1. There is very little evidence that Zimmerman hates black people, let alone that he shot Martin because he hates black people.

2. In the absence of a legal justification (such as self-defense), killing people should be a crime, but hating them because of their skin color should not be. By treating crimes more severely when they are motivated by bigotry, hate crime laws effectively punish people for their beliefs.

3. Federal hate crime laws are even worse, because they expose defendants to double jeopardy (although the courts deny this reality by calling it "dual sovereignty"). The federal investigation means that even if a Florida jury acquits Zimmerman of second-degree murder and manslaughter, he can be tried again for the same crime (killing Martin) under a different label (a possibility I noted two months ago).

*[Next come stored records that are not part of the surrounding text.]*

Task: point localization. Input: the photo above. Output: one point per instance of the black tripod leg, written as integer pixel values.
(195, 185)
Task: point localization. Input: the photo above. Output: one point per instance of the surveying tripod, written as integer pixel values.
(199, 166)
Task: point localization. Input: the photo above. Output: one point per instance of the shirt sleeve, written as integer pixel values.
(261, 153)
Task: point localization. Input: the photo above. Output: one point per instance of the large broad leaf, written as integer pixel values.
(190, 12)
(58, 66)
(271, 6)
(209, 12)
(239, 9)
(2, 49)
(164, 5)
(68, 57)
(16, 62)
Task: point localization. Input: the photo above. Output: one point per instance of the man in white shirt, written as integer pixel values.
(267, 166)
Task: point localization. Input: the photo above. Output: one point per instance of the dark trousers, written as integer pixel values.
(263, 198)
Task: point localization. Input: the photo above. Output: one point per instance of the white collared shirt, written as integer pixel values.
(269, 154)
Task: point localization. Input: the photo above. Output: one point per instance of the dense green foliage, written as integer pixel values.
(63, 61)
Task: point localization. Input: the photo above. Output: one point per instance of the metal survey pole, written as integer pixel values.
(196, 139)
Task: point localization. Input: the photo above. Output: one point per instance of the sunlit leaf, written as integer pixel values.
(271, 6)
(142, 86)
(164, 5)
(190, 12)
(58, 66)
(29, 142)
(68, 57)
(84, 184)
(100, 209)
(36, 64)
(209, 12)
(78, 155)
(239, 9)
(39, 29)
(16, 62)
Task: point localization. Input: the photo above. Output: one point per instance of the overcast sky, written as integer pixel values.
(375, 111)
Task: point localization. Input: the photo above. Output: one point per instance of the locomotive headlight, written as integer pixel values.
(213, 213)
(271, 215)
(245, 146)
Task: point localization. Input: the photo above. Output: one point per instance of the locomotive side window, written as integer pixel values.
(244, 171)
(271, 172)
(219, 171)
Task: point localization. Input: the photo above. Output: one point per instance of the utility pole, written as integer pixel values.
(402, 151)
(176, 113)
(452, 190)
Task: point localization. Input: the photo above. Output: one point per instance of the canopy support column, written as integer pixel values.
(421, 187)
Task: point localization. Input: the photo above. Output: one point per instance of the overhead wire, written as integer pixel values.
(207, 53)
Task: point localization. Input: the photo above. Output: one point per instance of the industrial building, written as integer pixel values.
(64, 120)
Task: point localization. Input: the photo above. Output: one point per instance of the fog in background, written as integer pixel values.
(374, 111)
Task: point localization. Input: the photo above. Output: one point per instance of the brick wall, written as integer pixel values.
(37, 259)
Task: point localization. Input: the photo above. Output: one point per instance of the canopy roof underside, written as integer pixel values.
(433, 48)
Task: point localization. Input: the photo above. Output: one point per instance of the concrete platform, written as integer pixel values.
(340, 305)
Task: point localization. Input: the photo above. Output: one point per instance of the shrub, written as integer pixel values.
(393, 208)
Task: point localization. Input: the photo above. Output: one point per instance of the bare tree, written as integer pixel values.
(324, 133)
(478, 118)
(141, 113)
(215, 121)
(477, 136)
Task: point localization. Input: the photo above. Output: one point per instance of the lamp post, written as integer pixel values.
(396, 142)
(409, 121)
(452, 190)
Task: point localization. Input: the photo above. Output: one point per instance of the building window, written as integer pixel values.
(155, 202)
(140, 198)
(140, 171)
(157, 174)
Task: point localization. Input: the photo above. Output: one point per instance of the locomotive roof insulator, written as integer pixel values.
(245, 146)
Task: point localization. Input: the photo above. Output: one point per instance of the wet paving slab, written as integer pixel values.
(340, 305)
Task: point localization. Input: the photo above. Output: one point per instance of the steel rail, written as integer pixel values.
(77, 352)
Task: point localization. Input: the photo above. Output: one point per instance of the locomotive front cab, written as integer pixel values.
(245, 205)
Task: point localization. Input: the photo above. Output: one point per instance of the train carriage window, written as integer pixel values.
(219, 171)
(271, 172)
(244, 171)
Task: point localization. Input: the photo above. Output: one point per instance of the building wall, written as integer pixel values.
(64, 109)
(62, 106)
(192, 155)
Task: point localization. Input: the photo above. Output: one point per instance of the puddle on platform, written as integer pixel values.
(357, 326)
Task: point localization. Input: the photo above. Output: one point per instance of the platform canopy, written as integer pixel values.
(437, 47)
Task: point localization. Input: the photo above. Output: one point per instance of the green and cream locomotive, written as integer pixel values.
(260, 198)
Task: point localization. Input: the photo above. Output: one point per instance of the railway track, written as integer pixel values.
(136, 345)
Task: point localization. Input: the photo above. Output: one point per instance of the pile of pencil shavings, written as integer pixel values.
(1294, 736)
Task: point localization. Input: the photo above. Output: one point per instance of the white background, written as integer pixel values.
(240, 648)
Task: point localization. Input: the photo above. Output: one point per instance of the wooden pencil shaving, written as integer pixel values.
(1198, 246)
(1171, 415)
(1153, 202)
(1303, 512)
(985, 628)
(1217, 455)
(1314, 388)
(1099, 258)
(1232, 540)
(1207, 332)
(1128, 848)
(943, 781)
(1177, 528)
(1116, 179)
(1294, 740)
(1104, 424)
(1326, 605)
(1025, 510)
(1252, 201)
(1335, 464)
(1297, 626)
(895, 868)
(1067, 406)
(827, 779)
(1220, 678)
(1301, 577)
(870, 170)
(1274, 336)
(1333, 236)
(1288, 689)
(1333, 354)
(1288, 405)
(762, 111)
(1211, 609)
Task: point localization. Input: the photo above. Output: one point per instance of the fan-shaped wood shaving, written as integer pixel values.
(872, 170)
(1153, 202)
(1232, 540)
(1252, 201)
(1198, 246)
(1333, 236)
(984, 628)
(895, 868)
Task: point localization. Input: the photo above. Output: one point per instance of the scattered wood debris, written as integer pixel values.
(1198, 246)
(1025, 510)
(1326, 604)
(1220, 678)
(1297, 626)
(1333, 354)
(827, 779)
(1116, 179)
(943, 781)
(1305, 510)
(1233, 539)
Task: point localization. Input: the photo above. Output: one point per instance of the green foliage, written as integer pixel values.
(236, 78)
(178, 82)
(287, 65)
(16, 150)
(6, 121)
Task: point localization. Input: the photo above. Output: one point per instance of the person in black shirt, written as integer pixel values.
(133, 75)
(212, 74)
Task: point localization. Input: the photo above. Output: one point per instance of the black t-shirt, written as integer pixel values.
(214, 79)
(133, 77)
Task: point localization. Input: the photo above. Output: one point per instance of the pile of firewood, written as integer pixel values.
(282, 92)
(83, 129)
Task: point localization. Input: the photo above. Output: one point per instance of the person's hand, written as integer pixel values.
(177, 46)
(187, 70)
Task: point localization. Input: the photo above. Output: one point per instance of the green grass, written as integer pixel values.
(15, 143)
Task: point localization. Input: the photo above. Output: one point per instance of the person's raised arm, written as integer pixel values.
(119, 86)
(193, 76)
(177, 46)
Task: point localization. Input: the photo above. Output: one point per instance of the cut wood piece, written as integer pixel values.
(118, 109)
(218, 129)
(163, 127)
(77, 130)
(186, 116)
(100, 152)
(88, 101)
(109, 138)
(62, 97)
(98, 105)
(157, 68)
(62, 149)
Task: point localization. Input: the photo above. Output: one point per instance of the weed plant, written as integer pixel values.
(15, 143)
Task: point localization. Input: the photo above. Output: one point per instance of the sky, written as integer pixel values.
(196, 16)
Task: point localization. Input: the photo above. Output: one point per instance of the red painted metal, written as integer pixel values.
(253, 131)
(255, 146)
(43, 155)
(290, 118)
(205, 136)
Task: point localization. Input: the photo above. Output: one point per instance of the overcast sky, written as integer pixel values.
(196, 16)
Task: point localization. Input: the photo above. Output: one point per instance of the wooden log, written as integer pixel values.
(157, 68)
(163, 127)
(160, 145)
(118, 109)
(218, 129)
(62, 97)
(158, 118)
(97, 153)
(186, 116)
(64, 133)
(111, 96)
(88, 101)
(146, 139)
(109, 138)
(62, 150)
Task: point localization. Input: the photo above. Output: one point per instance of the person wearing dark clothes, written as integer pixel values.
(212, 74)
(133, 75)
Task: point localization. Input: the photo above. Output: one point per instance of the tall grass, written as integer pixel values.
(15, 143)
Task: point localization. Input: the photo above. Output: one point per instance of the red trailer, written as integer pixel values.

Meanwhile, ABC reports that newly revealed medical evidence supports Zimmerman's self-defense claim:

A medical report compiled by the family physician of Trayvon Martin shooter George Zimmerman and obtained exclusively by ABC News found that Zimmerman was diagnosed with a "closed fracture" of his nose, a pair of black eyes, two lacerations to the back of his head and a minor back injury the day after he fatally shot Martin during an alleged altercation….

The record shows that Zimmerman also suffered bruising in the upper lip and cheek and lower back pain. The two lacerations on the back of his head, one of them nearly an inch long, the other about a quarter-inch long, were first revealed in photos obtained exclusively by ABC News last month.

These injuries, the very existence of which lawyers for Martin's family questioned, are consistent with Zimmerman's story, although hardly conclusive evidence that he is telling the truth about his fight with Martin. But if this evidence, together with everything else Zimmerman presents in his defense, persuades a jury to acquit him, the Justice Department reserves the right to try, try again. Should Zimmerman be convicted of murder as a federal hate crime, WFTV notes, "he could face the death penalty."